Traditionally, this sort of multi-million dollar buyout is associated with services such as OnLive, which was bought out in its entirety and shut down by Sony merely to obtain a minor patent on remotely accessed PC’s for a single use. Robert California, Senior Technical Advisor of Amazon went on to state that the landmark sale of a company with only one successful title was “only a big deal if you make it” and twice appeared confused with the questions regarding CCP Games’ game, EVE ONLINE.

“I don’t know anything about that,” Robert was quoted as saying. “All I know is the bots we were shown are so good that we couldn’t tell the difference between real people and bots. We just had to have it.” This caused a minor uproar among the press, but only among the few that actually knew the game itself. Considered a niche title, the inner workings of EVE ONLINE are wildly complex on their own.

Regardless, Mr. California had little to say about the property that Amazon was to establish full control over. When asked about availability of EVE on gaming services such as Amazon’s, he simply shook his head, and shrugged. “Again I don’t know anything about that, we just want the bots. We’ll probably just shut [the game] down or something.” As for the patents Amazon obtained: “it’s a legal issue and saves millions in potential lawsuits, cuts the patent trolls out early, and establishes a beachhead for the coming robotics revolution.” Acknowledging Amazon’s push towards full automation of its workforce is a rare but relatively well known part of their business model.

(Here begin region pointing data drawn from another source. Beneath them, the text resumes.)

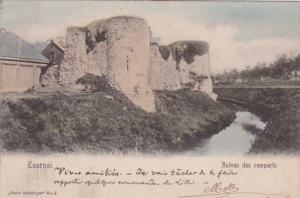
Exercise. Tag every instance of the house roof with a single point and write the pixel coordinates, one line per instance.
(14, 47)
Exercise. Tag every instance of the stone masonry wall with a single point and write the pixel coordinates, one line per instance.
(183, 64)
(120, 48)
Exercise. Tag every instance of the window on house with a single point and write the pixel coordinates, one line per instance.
(52, 56)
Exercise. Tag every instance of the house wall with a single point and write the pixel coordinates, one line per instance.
(18, 75)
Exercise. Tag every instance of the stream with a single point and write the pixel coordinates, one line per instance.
(236, 139)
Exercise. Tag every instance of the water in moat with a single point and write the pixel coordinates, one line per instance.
(236, 139)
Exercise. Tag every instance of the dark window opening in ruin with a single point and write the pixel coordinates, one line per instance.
(178, 56)
(190, 53)
(164, 52)
(127, 63)
(100, 36)
(89, 41)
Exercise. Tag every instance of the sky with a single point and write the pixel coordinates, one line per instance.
(240, 34)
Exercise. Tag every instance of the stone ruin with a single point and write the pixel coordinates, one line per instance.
(121, 48)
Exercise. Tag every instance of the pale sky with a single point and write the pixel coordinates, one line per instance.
(239, 33)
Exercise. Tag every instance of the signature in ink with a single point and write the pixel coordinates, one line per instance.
(219, 190)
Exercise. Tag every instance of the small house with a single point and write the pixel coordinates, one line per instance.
(20, 63)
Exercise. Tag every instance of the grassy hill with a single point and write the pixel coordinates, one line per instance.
(106, 121)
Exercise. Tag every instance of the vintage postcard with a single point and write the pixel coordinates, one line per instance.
(154, 99)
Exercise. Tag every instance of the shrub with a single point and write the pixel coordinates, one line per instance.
(94, 83)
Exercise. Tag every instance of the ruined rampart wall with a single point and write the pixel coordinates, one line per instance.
(183, 64)
(118, 47)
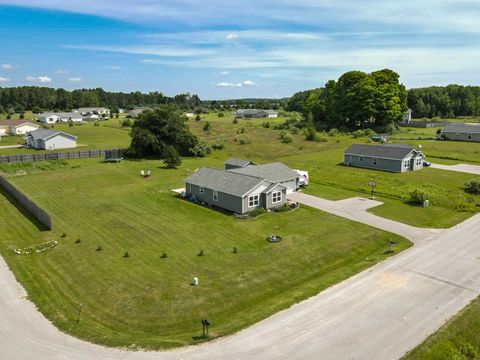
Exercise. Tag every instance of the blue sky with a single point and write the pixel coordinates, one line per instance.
(233, 48)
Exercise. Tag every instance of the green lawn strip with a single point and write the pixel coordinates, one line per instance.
(394, 209)
(459, 338)
(148, 301)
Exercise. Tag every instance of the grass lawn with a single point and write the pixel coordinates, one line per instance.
(429, 217)
(459, 338)
(108, 135)
(146, 300)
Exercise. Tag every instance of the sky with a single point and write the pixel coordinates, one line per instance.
(235, 48)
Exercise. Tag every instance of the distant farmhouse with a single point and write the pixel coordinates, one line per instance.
(461, 132)
(92, 111)
(51, 118)
(254, 113)
(244, 188)
(396, 157)
(16, 127)
(50, 140)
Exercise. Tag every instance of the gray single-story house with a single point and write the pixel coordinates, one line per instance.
(396, 157)
(255, 113)
(241, 190)
(233, 163)
(461, 132)
(50, 140)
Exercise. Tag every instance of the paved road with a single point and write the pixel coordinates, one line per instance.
(467, 168)
(378, 314)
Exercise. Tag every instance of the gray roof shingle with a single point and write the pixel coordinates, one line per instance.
(238, 162)
(391, 151)
(275, 172)
(224, 181)
(462, 128)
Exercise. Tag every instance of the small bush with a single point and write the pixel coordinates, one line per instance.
(418, 196)
(472, 186)
(218, 146)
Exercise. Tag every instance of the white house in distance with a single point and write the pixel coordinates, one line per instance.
(92, 110)
(45, 139)
(51, 118)
(16, 127)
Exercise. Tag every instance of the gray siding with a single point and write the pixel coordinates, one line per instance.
(382, 164)
(462, 136)
(225, 201)
(60, 141)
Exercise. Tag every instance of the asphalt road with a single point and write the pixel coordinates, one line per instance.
(378, 314)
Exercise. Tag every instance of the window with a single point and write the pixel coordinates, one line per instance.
(276, 197)
(253, 200)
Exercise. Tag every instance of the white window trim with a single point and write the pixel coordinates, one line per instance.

At the time of writing, Amazon has already been hit with two lawsuits: One from an imaginary company called “red frog” which claims its automation is a “trade secret”, and is demanding damages as well as “their fair share of the sale.” The other suit is merely a class action filing against Amazon/CCP with claims that players who “own or rent” digital space are entitled to compensation for losses with the sale potentially limiting their automation abilities within “null sec” (player owned space). CCP argues that at no time did they imply or agree that the digital space was actually owned by anyone other than CCP itself. This raises legal questions as to just who owns made up fantasyland and just what is ownership of international space.

Experts agree that, should CCP win and declare all of space already owned by them and the act of claiming space is merely “leasing”, it opens the door for commercialization of space in ways that international oversight didn’t foresee.

We reached out to CCP for comment, though with the possibility of a multi million cash-out for the closeted developer, he seems to be making no real attempts at work. He did state that he would “put up a big ass billboard in space or something” if CCP should win the lawsuit in their favor.